Re: Międzyrzecze i Rudzica - awaryjne miejsca obserwacji czyli...
: 06 wrz 2017, 10:16
autor: Setaarius
W jednym i drugim miejscu byliśmy kilka razy. Dobre miejsca gdy na Ścieszków leży jeszcze śnieg.

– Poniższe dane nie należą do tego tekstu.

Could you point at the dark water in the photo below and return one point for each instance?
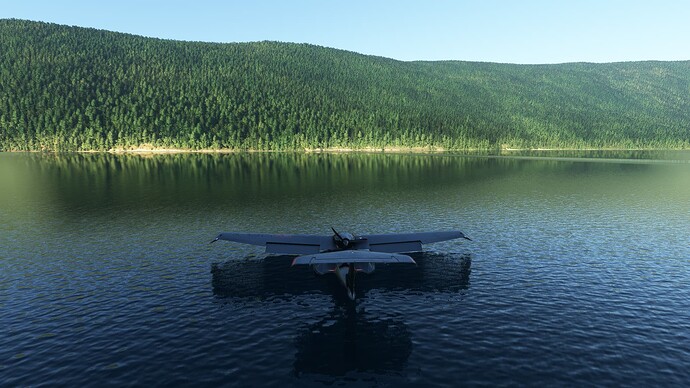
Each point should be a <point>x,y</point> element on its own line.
<point>579,271</point>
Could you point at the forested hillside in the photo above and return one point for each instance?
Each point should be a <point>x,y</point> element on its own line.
<point>71,88</point>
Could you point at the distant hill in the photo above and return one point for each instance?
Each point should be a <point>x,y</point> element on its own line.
<point>71,88</point>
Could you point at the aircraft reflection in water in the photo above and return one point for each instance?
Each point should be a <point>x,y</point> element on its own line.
<point>344,254</point>
<point>368,343</point>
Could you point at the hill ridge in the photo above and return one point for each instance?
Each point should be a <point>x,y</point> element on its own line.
<point>75,88</point>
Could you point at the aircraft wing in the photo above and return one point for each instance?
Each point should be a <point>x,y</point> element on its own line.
<point>286,244</point>
<point>408,242</point>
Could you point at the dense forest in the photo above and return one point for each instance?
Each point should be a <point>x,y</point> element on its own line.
<point>69,88</point>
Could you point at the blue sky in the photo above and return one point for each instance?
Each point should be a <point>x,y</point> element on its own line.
<point>507,31</point>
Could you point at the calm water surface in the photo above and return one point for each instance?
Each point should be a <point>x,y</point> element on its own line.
<point>578,273</point>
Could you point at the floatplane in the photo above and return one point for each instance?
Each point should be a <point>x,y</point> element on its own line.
<point>343,254</point>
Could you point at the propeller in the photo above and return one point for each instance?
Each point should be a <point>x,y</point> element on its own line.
<point>341,241</point>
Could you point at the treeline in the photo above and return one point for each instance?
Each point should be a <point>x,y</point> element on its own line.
<point>70,88</point>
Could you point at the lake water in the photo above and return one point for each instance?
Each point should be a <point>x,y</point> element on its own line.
<point>578,272</point>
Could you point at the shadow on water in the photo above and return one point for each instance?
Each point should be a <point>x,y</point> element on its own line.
<point>346,340</point>
<point>273,277</point>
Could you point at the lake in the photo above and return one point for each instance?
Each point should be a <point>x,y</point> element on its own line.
<point>578,272</point>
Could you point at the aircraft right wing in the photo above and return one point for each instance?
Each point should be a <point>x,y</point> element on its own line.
<point>286,244</point>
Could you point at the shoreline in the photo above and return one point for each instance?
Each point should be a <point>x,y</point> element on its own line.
<point>142,150</point>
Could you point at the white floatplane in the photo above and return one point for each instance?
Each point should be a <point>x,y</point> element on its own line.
<point>343,253</point>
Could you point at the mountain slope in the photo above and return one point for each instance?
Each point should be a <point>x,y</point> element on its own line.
<point>71,88</point>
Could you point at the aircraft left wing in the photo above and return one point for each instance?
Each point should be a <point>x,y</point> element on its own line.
<point>408,242</point>
<point>286,244</point>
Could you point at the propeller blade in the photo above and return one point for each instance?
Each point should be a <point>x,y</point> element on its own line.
<point>337,234</point>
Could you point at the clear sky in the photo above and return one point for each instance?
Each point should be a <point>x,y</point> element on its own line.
<point>507,31</point>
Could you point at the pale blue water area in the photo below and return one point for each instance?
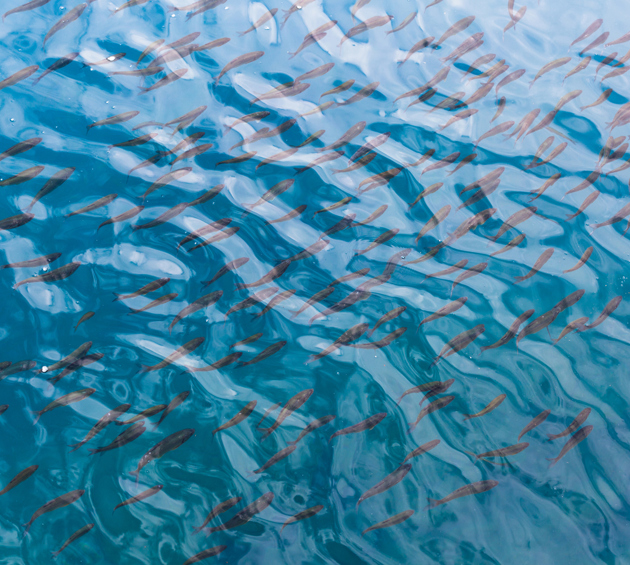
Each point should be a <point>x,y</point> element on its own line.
<point>574,512</point>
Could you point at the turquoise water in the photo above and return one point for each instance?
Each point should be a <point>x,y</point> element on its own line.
<point>573,512</point>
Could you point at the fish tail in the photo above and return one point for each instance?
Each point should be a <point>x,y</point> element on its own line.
<point>432,503</point>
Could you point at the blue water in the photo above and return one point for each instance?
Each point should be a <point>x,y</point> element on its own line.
<point>574,512</point>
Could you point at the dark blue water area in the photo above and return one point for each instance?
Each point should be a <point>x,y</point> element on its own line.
<point>514,508</point>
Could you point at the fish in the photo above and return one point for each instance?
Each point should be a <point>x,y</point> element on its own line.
<point>464,114</point>
<point>402,516</point>
<point>65,400</point>
<point>582,261</point>
<point>426,192</point>
<point>319,160</point>
<point>424,448</point>
<point>239,61</point>
<point>223,362</point>
<point>253,300</point>
<point>445,310</point>
<point>383,238</point>
<point>459,342</point>
<point>604,96</point>
<point>271,276</point>
<point>496,130</point>
<point>231,266</point>
<point>391,315</point>
<point>456,28</point>
<point>430,408</point>
<point>540,262</point>
<point>217,510</point>
<point>65,20</point>
<point>208,228</point>
<point>579,436</point>
<point>571,326</point>
<point>180,352</point>
<point>168,79</point>
<point>20,147</point>
<point>617,217</point>
<point>308,513</point>
<point>162,218</point>
<point>314,425</point>
<point>131,433</point>
<point>500,108</point>
<point>9,369</point>
<point>534,423</point>
<point>502,452</point>
<point>367,424</point>
<point>515,219</point>
<point>388,482</point>
<point>154,303</point>
<point>55,275</point>
<point>240,416</point>
<point>473,488</point>
<point>369,23</point>
<point>471,272</point>
<point>489,408</point>
<point>75,536</point>
<point>146,289</point>
<point>548,183</point>
<point>293,404</point>
<point>596,42</point>
<point>166,179</point>
<point>608,310</point>
<point>32,5</point>
<point>77,364</point>
<point>267,352</point>
<point>53,182</point>
<point>55,504</point>
<point>163,447</point>
<point>37,262</point>
<point>355,130</point>
<point>95,205</point>
<point>114,120</point>
<point>139,497</point>
<point>282,454</point>
<point>417,47</point>
<point>179,399</point>
<point>210,552</point>
<point>473,42</point>
<point>512,331</point>
<point>338,89</point>
<point>19,76</point>
<point>387,340</point>
<point>590,30</point>
<point>199,304</point>
<point>106,60</point>
<point>275,191</point>
<point>57,65</point>
<point>105,421</point>
<point>267,412</point>
<point>254,117</point>
<point>19,478</point>
<point>245,515</point>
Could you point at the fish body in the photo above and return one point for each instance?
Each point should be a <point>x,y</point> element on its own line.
<point>430,408</point>
<point>473,488</point>
<point>105,421</point>
<point>163,447</point>
<point>240,416</point>
<point>366,424</point>
<point>55,504</point>
<point>131,433</point>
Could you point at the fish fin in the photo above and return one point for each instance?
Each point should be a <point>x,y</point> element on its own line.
<point>432,503</point>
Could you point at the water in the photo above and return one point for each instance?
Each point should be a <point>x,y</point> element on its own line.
<point>574,512</point>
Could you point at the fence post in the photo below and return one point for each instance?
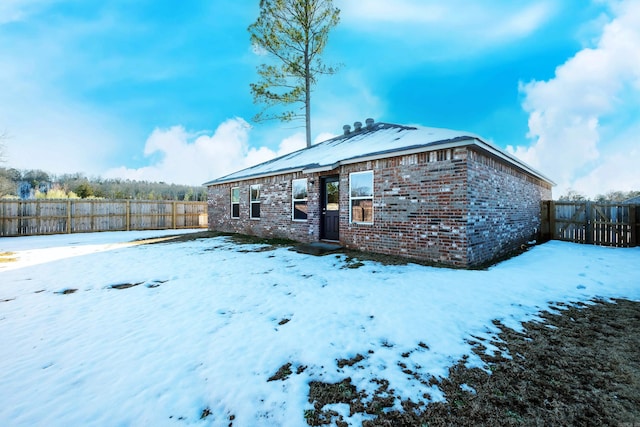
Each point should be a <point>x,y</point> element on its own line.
<point>38,221</point>
<point>552,220</point>
<point>128,214</point>
<point>635,225</point>
<point>68,216</point>
<point>588,237</point>
<point>173,215</point>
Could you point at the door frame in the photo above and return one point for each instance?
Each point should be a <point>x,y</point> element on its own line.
<point>323,205</point>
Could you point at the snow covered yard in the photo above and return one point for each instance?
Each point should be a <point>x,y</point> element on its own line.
<point>95,330</point>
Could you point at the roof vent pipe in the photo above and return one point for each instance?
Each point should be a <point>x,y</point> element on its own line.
<point>369,123</point>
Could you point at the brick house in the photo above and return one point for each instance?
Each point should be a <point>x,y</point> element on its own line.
<point>422,193</point>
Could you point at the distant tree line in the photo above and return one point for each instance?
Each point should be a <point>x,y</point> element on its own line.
<point>611,196</point>
<point>35,183</point>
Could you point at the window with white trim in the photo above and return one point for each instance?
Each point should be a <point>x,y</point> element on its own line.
<point>361,197</point>
<point>254,201</point>
<point>299,198</point>
<point>235,202</point>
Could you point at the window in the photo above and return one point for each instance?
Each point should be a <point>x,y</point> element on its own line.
<point>235,202</point>
<point>254,201</point>
<point>299,199</point>
<point>361,197</point>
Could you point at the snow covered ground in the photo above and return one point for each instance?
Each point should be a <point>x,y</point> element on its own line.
<point>210,321</point>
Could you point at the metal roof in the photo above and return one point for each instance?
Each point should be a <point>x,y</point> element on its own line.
<point>377,141</point>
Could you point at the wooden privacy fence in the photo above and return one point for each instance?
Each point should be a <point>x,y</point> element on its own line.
<point>35,217</point>
<point>607,224</point>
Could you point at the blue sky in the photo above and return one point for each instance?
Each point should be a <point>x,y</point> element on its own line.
<point>159,90</point>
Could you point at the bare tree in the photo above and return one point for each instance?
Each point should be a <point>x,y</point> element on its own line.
<point>295,33</point>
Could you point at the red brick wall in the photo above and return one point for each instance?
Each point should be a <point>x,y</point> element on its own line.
<point>504,208</point>
<point>419,208</point>
<point>275,209</point>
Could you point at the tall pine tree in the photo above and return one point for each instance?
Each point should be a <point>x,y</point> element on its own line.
<point>294,33</point>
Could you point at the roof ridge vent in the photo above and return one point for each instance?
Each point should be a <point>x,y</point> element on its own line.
<point>369,123</point>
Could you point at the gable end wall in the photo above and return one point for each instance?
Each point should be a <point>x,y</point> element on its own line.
<point>504,207</point>
<point>420,207</point>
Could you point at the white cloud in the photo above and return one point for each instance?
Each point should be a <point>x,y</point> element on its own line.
<point>569,115</point>
<point>474,22</point>
<point>186,158</point>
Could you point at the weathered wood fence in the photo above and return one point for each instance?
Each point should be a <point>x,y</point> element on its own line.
<point>36,217</point>
<point>606,224</point>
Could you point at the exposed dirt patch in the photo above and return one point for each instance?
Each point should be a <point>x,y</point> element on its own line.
<point>580,366</point>
<point>282,374</point>
<point>350,362</point>
<point>125,285</point>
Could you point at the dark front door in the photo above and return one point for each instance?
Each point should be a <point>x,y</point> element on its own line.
<point>330,225</point>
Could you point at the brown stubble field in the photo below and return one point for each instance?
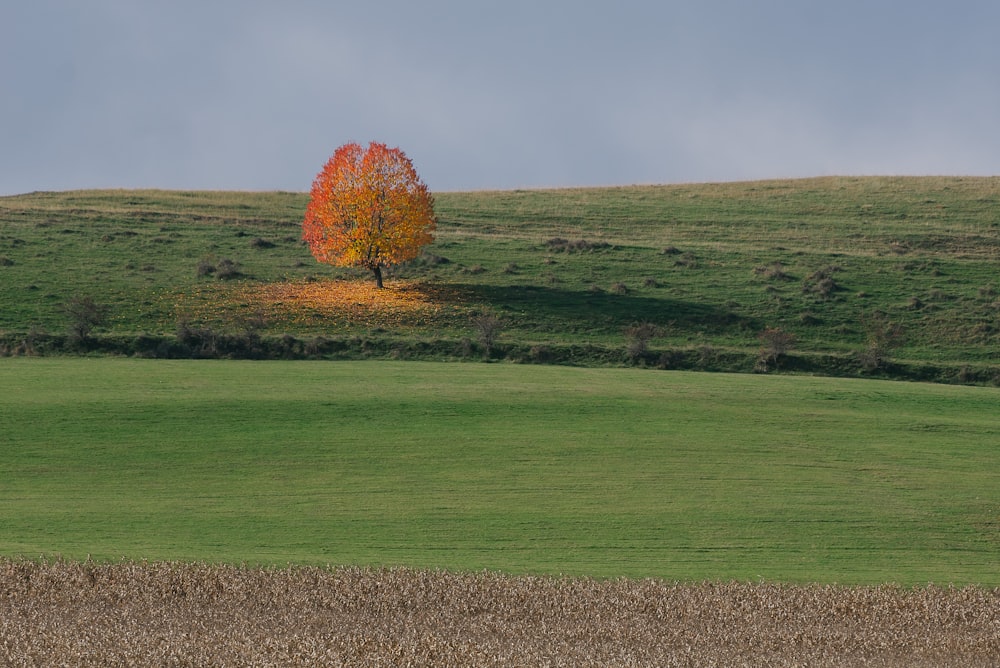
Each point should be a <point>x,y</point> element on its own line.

Re: Międzyrzecze i Rudzica - awaryjne miejsca obserwacji czyli...
: 08 wrz 2017, 16:02
autor: spidi
Mam w te rejony niedaleko. Jakbyście Panowie tam gościli, dajcie znać
Chetnie wpadnę z Columbusem. Od x lat obiecuję sobie wpaść na Ścieszków na wspólne posiadówy, a za każdym razem kończę nieopodal mojego domu w Zarzeczu nad jez. Goczałkowickim
Re: Międzyrzecze i Rudzica - awaryjne miejsca obserwacji czyli...
: 08 wrz 2017, 16:44
autor: Setaarius
spidi pisze: ↑08 wrz 2017, 16:02
Mam w te rejony niedaleko. Jakbyście Panowie tam gościli, dajcie znać
Chetnie wpadnę z Columbusem. Od x lat obiecuję sobie wpaść na Ścieszków na wspólne posiadówy, a za każdym razem kończę nieopodal mojego domu w Zarzeczu nad jez. Goczałkowickim
Byliśmy kiedyś blisko jeziora Łąka, ale warunki gorsze nawet niż na Magurce Wilkowickiej zanim postawili tam reflektor. Ścieszków ma niebo o niebo lepsze więc jak Księżyc ucieknie to naprawdę warto się poświęcić
Jak będziemy się zbierać na bliskie wypady to damy znać
A Ciebie zapraszam do nas na Ścieszków. Nie wiem jak tam u Ciebie? Jakie masz niebo
https://www.lightpollutionmap.info/#zoo ... B0FFFTFFFF ?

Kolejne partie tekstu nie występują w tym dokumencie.